It would be nice to see the Tail o’ the Pup come back to life somewhere close to where it once stood as a familiar and treasured landmark for six decades. I visited Los Angeles last November and tried to locate it not knowing it had closed in 2005 (I had last eaten there in 1974 shortly before Kiddieland closed). The area is totally unrecognizable now to anyone who knew it back in the 1950s and 1960s when it was fairly undeveloped and covered with hundreds of oil wells. Today it is the almost boundless urban sprawl that is greater Los Angeles, the underground wells still pumping under the modern Beverly Center complex at LaCienega and Beverley Boulevard.
I have spent very little time in LA since moving away in the summer of 1956, but I still have distant and fuzzy memories of Kiddieland and the Tail o’ the Pup.
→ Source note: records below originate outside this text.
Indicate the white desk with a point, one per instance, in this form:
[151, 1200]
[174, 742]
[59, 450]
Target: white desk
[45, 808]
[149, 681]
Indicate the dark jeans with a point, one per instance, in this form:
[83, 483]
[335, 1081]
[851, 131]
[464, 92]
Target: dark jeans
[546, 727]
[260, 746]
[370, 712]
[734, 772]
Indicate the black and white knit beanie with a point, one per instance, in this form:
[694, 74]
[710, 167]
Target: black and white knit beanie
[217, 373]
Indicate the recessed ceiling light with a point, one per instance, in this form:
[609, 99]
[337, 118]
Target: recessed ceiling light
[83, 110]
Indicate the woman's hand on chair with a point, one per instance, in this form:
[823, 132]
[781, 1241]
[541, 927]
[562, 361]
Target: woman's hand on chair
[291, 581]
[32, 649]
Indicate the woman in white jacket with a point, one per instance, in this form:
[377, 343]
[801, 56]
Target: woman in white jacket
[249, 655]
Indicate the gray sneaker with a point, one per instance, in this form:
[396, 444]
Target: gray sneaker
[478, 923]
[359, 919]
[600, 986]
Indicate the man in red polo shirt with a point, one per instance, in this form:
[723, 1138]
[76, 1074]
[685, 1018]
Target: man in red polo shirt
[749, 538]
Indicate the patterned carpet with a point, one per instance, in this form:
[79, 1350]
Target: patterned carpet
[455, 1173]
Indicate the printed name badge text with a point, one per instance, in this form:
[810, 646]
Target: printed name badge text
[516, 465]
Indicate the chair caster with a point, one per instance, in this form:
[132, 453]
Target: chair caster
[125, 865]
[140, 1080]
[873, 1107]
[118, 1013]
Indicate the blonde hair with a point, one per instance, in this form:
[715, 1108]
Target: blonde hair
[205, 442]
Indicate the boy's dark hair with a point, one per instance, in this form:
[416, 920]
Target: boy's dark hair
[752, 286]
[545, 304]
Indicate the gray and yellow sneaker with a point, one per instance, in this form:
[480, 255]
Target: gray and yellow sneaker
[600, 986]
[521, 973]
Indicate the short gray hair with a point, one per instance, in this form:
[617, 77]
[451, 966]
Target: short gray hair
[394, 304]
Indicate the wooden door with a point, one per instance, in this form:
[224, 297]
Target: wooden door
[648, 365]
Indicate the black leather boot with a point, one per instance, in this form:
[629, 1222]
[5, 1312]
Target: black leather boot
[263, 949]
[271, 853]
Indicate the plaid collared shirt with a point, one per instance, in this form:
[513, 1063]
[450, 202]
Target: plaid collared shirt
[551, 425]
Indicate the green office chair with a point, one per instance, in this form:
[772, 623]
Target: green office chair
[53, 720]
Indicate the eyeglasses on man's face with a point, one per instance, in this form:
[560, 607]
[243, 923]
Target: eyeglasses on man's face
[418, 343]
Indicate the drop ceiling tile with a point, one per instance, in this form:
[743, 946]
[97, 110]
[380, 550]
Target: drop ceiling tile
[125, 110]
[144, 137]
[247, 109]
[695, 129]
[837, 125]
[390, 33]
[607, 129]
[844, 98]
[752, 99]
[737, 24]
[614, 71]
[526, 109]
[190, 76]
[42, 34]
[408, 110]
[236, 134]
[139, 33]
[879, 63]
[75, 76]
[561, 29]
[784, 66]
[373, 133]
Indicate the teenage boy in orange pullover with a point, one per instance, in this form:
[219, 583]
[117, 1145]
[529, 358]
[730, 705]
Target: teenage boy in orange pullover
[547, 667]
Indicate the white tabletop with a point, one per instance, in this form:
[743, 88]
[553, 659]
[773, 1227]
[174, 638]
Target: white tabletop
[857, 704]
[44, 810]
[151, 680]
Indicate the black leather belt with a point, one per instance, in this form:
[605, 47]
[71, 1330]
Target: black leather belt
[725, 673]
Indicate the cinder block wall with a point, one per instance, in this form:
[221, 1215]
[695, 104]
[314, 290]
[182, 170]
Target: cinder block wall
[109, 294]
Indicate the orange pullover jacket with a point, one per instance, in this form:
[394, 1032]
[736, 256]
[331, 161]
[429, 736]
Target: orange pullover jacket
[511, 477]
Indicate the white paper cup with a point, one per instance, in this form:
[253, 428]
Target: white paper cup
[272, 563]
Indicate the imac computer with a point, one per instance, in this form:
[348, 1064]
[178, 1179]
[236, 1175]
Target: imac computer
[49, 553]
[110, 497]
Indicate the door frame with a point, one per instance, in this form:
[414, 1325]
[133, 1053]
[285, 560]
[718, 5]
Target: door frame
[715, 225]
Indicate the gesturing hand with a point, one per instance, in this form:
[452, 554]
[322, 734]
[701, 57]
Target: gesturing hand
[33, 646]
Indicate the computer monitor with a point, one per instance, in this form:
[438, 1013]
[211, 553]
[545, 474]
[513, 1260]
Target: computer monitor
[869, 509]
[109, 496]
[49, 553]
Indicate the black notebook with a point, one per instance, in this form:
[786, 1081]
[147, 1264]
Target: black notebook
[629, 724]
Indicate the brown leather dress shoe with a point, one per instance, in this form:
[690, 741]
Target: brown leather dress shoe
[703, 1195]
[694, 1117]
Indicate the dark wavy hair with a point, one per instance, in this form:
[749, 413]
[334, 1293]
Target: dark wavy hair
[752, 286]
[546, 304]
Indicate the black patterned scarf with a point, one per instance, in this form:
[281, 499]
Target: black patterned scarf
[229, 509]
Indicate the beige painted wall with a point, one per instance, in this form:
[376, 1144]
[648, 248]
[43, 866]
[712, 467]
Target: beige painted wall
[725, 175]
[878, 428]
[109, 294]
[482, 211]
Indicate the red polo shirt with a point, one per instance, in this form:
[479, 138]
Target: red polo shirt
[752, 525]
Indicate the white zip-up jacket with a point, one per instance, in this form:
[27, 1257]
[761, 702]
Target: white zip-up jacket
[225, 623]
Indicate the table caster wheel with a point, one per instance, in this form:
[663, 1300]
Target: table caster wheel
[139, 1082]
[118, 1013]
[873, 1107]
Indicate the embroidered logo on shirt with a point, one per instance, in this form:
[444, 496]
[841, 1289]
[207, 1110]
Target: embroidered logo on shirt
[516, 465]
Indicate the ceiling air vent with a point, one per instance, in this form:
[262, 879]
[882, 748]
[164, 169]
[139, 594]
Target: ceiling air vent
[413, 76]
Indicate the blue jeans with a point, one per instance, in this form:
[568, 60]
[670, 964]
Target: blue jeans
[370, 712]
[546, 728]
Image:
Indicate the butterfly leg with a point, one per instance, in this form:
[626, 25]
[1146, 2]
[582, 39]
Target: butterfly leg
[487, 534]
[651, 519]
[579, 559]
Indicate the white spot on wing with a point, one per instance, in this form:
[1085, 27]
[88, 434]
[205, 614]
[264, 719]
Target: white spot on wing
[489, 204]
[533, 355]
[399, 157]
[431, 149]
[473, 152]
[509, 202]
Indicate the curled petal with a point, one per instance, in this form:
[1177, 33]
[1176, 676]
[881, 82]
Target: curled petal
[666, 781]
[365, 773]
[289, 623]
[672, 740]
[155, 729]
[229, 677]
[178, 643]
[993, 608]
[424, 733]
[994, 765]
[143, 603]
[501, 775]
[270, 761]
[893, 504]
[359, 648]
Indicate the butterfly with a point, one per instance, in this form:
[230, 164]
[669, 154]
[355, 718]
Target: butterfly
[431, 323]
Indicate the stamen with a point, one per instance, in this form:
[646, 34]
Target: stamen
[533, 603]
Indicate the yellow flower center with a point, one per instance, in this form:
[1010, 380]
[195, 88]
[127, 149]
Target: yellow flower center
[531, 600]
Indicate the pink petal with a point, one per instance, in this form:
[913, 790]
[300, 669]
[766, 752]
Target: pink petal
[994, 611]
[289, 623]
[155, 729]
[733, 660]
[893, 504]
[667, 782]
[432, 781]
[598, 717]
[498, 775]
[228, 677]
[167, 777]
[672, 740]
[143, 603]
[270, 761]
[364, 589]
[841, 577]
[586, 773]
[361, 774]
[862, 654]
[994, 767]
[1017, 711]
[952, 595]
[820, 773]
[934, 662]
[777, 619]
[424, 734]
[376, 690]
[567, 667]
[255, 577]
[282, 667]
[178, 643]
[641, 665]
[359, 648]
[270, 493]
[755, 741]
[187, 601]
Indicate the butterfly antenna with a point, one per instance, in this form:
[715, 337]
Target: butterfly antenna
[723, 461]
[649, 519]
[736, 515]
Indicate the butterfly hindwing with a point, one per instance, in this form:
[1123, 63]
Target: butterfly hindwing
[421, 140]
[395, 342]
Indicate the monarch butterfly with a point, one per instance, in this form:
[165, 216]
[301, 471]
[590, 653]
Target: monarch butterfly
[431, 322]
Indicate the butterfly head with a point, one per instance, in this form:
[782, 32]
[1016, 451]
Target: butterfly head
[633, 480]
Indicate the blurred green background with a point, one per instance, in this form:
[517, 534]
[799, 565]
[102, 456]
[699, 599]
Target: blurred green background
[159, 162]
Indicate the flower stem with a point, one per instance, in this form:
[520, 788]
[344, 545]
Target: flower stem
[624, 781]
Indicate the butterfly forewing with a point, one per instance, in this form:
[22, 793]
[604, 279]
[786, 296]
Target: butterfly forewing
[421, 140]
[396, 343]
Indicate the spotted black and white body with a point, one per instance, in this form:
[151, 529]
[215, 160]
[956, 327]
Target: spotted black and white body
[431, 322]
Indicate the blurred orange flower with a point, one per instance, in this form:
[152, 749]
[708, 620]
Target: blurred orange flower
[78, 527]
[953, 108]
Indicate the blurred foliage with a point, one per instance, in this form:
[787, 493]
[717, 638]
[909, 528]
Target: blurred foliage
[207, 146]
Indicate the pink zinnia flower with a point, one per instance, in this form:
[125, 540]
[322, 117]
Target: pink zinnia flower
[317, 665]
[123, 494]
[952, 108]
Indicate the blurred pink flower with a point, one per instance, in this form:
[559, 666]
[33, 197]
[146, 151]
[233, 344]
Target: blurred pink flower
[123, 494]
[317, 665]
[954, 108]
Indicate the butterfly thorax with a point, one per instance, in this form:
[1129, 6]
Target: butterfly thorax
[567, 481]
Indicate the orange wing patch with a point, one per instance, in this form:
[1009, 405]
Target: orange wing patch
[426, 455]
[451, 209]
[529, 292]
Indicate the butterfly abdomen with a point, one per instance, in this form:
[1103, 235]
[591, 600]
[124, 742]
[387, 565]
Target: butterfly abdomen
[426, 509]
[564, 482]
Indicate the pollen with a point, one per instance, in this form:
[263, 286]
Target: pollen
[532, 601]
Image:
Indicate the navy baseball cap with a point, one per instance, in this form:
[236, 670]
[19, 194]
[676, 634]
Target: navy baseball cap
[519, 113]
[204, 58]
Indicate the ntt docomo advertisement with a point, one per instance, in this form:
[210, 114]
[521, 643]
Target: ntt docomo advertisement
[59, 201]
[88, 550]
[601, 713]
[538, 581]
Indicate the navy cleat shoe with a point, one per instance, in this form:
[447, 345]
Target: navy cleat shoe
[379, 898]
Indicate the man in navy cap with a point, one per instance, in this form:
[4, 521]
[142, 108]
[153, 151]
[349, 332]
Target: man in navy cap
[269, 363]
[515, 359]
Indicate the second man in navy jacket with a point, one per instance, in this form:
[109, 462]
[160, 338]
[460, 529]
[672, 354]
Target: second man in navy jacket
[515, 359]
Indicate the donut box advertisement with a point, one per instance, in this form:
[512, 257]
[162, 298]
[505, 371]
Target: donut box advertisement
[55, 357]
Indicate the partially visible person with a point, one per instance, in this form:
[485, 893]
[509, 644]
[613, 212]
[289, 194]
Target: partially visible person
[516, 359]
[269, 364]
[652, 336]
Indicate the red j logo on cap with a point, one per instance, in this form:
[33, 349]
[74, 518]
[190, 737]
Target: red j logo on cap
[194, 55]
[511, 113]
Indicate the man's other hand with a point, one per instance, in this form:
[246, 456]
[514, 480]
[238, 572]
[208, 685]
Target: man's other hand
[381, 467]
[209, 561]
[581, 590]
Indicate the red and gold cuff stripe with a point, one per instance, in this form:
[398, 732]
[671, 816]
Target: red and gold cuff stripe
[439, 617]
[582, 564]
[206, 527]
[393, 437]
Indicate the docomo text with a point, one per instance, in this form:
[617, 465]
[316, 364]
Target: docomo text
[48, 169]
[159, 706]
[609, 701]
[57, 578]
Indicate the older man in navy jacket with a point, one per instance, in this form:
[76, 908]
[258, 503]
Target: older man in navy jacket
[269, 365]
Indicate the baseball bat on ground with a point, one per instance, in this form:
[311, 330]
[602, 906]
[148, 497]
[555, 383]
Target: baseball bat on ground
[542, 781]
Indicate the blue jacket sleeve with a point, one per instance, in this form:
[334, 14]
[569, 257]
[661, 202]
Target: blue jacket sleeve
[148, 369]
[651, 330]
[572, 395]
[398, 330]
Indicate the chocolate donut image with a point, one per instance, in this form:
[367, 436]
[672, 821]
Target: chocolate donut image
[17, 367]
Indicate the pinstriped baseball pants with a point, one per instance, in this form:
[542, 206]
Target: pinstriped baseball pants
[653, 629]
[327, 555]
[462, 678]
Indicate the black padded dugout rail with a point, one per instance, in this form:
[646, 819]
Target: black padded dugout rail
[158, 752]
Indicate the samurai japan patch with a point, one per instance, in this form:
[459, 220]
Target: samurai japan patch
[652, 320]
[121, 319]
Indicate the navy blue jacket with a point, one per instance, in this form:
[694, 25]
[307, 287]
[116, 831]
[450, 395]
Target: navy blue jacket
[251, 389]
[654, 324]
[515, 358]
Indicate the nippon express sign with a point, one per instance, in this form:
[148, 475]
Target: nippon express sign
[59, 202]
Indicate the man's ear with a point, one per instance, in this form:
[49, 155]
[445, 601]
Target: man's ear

There were occasional weekend outings from our home in Redondo Beach near the Pacific Palisades. Disneyland had recently opened but it was a bit pricey compared to Kiddieland. The original Disney main gate admission price was one dollar, but that just got you
inside. Once there you had to pay an additional 10-15 cent entrance fee at each individual attraction in the park. (Just so you know, the current daily entrance fee is $96 per person! . . . plus $17 to park.) It was new and always crowded on the weekends. Kiddieland was about the same distance from where we lived and without the long lines. There were plenty of rides, cotton candy and other snacks. There were also ponies to ride, and of course, there was Tail o’ the Pup nearby for hotdogs. I can still taste them fifty-six years later . . . and this is why I went looking for the place on my last visit to LA only to find it and Kiddieland long gone. I was not terribly surprised. Nothing seems to last forever.
So imagine my pleasure to learn that Tail o’ the Pup still exists and is only looking for a new owner and a new home. Perhaps I will once again have an opportunity to trip down memory lane on my next visit to LA. I can smell and taste one of those dogs as I write this. It will be well worth the wait.